Mr. Pranab Mukherjee's Clever Budget
Posted on: 06 Jul 2009
Whatever the 24-hour TV channels may tell us, the stock markets are not the best judge of the quality of the Union Budget. So while share prices may have gone down sharply after the presentation of the budget, the fact is that Union Finance Minister Pranab Mukherjee has presented an extraordinarily clever package for 2009-10. In his first budget after 25 years he has (i) focussed on pushing up growth, (ii) allocated more for welfare programmes and at the same time (iii) kept on the agenda for the future the more controversial 'reform' measures. The finance minister knows that the worst is not behind us in the global economic crisis. He has therefore built his numbers around trying to boost India's growth by stimulating domestic demand. How can that be done? Private investment in India is still worried about the global slow down. Hence Mr. Mukherjee has budgeted for a substantial increase in government expenditure. The budget proposes a 15% increase in total Plan expenditure, a 15% rise in the Central Plan outlay and a 13% growth in Central Plan capital expenditure. A fair amount of this expenditure will be in infrastructure (power and roads) and the social sector, and therefore should be welcomed.
One may have hoped for even larger increases, but these follow substantial hikes in the second half of 2008-09. Besides, Mr. Mukherjee had to think of where he was going to get his money from. When economic growth slows, tax revenue increases also slow down. In addition, governments give tax concessions to maintain growth. Both happened last year and the finance minister did not have room for much more.
One should only be grateful that he completely ignored the fiscal 'fundamentalists' who rule the media and hoped to rule policy-making as well. Mr. Mukherjee has not worried in budgeting for a fiscal deficit of 6.8% of GDP, more than double the 2.7% figure of 2007-08. When growth and people's welfare are at stake, the text books and advice from Washington must rightly be thrown out – at least for now.
It is true that the finance minister has even in these times given some tax concessions. But they do not amount to much. A little bit of exemption has been given in income tax. Two taxes that were costly to collect and yielded little – the Fringe Benefits Tax and Commodities Transaction Tax – have been abolished. He has done nothing much in indirect taxes, but these were cut sharply in the middle of last year to boost domestic demand in the middle of the slowdown. At the same time symbolism is important and there Mr. Mukherjee has failed. He has reduced the 10% surcharge on those who earn a taxable income of more than Rs. 10 lakh a year – i.e. on India's really wealthy.

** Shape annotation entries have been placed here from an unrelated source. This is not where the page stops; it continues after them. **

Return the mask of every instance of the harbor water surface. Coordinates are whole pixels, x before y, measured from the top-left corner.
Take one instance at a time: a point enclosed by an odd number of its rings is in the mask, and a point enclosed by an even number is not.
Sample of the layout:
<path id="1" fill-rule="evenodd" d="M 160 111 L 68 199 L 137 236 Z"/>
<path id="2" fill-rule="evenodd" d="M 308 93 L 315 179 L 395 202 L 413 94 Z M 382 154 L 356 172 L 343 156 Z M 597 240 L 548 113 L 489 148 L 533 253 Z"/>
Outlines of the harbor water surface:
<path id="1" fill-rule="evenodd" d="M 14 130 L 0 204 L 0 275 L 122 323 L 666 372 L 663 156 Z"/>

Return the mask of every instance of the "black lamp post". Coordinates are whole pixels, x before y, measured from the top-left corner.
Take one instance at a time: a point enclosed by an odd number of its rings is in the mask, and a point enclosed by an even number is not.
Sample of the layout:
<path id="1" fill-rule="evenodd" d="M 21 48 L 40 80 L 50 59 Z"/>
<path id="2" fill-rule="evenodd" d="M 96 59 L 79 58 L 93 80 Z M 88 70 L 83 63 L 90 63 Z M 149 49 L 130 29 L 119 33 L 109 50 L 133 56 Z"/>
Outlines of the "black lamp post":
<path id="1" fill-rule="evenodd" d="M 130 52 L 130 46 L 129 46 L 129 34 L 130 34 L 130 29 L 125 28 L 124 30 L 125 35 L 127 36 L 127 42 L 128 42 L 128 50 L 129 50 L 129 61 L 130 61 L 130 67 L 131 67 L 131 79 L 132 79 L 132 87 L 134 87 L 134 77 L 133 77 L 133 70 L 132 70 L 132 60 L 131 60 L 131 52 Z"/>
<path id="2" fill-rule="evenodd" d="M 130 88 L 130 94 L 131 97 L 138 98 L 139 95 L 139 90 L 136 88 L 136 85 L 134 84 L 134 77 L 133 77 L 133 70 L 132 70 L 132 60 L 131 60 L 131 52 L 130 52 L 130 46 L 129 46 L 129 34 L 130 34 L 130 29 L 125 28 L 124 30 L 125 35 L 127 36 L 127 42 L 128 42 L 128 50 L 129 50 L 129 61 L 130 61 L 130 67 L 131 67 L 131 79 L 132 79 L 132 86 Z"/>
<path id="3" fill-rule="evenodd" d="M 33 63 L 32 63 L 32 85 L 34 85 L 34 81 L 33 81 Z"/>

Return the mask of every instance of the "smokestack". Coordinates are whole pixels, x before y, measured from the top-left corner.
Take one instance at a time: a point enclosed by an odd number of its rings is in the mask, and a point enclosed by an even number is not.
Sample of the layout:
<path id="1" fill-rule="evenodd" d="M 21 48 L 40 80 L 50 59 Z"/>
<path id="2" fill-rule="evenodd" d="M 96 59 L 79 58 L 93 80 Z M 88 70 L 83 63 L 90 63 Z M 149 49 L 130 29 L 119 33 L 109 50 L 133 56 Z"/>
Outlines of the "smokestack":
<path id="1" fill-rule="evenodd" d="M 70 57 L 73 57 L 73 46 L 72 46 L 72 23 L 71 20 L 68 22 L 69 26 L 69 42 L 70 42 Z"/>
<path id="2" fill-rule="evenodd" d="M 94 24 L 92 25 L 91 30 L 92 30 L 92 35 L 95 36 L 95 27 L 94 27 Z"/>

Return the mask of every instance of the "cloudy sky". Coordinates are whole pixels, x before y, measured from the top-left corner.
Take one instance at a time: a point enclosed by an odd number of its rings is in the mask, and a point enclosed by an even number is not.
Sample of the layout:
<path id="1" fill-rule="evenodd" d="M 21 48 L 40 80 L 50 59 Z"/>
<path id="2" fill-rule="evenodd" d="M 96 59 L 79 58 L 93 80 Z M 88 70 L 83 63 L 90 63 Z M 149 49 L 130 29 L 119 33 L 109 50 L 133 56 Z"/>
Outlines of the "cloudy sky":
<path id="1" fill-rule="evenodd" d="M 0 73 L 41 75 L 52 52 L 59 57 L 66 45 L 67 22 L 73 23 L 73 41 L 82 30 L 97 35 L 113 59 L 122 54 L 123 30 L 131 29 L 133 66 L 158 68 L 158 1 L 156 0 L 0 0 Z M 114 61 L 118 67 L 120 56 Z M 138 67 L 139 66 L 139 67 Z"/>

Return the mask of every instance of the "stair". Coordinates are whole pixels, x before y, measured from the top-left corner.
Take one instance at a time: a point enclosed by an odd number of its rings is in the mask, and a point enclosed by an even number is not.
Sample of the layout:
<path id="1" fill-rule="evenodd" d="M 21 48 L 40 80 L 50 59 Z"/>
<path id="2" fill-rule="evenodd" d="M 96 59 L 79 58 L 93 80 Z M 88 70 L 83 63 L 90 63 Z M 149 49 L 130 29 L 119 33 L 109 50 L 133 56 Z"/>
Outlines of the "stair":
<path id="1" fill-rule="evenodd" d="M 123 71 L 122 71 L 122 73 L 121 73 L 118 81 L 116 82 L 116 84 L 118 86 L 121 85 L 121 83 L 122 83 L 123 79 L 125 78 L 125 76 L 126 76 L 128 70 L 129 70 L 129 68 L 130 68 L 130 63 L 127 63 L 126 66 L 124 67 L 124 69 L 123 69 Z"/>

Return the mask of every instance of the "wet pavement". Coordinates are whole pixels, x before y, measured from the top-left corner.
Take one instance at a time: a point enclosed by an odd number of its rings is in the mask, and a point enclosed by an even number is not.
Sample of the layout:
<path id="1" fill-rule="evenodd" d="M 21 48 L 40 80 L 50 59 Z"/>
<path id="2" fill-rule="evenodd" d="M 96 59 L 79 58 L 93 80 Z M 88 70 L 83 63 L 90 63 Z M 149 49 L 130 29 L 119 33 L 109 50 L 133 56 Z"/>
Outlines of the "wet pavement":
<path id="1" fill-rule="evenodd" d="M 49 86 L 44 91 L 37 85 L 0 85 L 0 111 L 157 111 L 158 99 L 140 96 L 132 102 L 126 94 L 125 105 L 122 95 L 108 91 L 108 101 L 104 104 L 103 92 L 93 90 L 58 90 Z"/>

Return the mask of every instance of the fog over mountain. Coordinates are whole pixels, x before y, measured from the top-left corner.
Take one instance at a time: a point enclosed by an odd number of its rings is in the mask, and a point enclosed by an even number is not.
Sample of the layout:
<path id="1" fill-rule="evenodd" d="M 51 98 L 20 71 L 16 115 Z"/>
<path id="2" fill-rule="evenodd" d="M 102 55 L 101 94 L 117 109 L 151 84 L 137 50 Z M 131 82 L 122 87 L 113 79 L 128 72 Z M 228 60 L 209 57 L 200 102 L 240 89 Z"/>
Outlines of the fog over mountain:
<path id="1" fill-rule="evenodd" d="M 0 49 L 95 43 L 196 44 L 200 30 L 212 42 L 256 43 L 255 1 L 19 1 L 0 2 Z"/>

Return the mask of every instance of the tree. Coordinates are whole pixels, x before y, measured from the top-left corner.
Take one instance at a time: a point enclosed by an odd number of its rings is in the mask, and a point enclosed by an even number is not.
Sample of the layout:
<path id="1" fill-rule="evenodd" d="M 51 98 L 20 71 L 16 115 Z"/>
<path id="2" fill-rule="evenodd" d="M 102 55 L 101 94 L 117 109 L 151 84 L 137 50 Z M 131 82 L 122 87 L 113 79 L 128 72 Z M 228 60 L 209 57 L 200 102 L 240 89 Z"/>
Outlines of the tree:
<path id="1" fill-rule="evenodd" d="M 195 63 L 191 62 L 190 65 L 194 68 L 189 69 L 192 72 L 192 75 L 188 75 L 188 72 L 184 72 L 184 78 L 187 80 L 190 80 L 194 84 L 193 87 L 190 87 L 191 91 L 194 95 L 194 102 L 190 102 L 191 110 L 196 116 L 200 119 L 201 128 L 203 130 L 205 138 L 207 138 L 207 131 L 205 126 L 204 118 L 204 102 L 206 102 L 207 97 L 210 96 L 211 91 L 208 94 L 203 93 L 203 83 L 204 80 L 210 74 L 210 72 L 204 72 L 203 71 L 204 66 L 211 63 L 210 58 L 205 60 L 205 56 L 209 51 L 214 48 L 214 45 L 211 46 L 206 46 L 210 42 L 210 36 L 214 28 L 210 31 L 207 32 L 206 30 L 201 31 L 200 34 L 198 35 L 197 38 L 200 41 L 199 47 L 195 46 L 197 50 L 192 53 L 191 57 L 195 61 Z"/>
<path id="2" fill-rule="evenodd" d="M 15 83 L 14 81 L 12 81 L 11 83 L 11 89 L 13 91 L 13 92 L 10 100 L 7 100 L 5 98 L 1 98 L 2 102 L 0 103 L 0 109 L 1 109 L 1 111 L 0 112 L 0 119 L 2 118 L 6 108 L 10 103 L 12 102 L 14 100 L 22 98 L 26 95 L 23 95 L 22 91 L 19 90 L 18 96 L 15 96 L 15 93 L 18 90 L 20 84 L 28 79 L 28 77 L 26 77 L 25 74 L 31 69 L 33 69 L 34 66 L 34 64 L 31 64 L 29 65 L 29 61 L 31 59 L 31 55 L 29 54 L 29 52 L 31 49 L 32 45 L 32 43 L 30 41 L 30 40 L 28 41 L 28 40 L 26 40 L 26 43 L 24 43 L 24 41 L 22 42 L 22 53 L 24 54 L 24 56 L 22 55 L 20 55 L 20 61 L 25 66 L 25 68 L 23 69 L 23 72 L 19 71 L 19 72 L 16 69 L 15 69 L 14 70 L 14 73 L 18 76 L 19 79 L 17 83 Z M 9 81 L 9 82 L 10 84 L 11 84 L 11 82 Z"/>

Even as the finance minister has chosen to ignore what we can only call the 'market fundamentalists' he has not rejected their agenda. Mr. Mukherjee has made it clear that disinvestment in public sector undertakings is on the cards (though he has ruled out minority government ownership of banks), he has placed faith on the 'public private partnership model (which has not succeeded anywhere) and he promises to pick up later the task of reducing the fiscal deficit. So the reform agenda is in place – only the implementation has been delayed.
Finally, what of the states in this republic which is supposed to be a union of states? Unfortunately, state governments like Kerala will continue to be squeezed and their autonomy further reduced. The expansion of welfare schemes – largely the Centrally Sponsored Schemes – means the state governments will have to make their contribution to programmes which they have not drawn up. This will reduce the resources they have. The fiscal deficit ceiling for the states has been raised by a further 0.5 percentage point (from 3.5 to 4% of GDP), so they can borrow more. But this may mean little for them since at the same time, the slow down in total central government tax revenues means that the growth in the states' share of these revenues will also slow down next year.
Far too often in recent years, budget-making and presentation has resembled a circus. The budgets are made for the TV panels on that day and the newspaper headlines the next day. The media builds up to fever pitch what should be a mundane exercise, and the finance ministry has been happy to participate in the show. Mr. Pranab Mukherjee has chosen to break with the trend and the first reports are that he is being made to suffer for not making a budget for the media and the sound bite. The finance minister has chosen instead to gamble on using government spending to boost growth. Will it pay off?